Soltou as rédeas, curvou-se aos fados, entregou seu arbítrio ao arbítrio dos delatores, escancarou a sua insegurança e seus temores e ainda teve que engolir um portentoso e humilhante “não” do PGR, Rodrigo Janot.

Espremida pela voracidade dos aliados e a mediocridade da situação, a Presidência da República compôs o primeiro escalão do Governo federal com inaceitável descaso – beira a desdém. Desleixo.

Garantida a troika da economia, o resto é o resto. Os treze novos ministros anunciados na véspera do Natal, com raríssimas exceções (notadamente Jacques Wagner, Patrus Ananias, Aldo Rebelo, Nilma Lino), configuram um escárnio. O ex-governador Cid Gomes, indicado para assumir a pasta da Educação – considerada vital para o futuro do país – celebrizou-se ao enfrentar uma greve dos professores cearenses com esta pérola: "Quem quer dar aula faz isso por gosto, e não pelo salário. Se quer ganhar melhor, pede demissão e vai para o ensino privado".

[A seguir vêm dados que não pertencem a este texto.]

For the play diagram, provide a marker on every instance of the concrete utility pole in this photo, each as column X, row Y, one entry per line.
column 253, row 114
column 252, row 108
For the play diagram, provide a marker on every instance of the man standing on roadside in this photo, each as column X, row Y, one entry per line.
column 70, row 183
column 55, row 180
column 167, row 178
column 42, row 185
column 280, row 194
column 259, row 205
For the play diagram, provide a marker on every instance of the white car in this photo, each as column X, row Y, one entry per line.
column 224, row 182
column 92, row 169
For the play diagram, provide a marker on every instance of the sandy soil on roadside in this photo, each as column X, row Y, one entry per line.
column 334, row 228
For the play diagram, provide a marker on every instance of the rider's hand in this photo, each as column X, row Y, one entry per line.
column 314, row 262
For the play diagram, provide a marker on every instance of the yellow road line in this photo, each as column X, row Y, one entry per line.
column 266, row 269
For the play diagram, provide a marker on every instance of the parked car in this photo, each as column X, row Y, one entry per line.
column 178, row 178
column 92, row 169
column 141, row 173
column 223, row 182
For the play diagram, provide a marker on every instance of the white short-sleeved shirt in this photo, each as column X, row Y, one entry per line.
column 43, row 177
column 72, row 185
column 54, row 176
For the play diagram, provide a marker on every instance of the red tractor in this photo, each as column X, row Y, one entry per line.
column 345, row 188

Gilberto Kassab, novo ministro de Cidades é uma unanimidade: amigos e inimigos o consideram um dos piores prefeitos paulistanos, pior do que Paulo Maluf, em pé de igualdade com o sucessor, Celso Pitta. George Hilton, pastor, teólogo e animador de TV (como se apresenta) será o anfitrião da primeira Olimpíada sediada na América do Sul. Ao lado da presidente Dilma Rousseff.

Tantas e tamanhas aberrações só podem ter sido cometidas por pirraça, como provocação, para realçar a necessidade de uma urgente e radical reforma política. Balão de ensaio coletivo. Em outras palavras: é possível que grande parte deste ministério de fancaria sequer esquente suas cadeiras.

Resta uma preocupação maior: o que virá depois?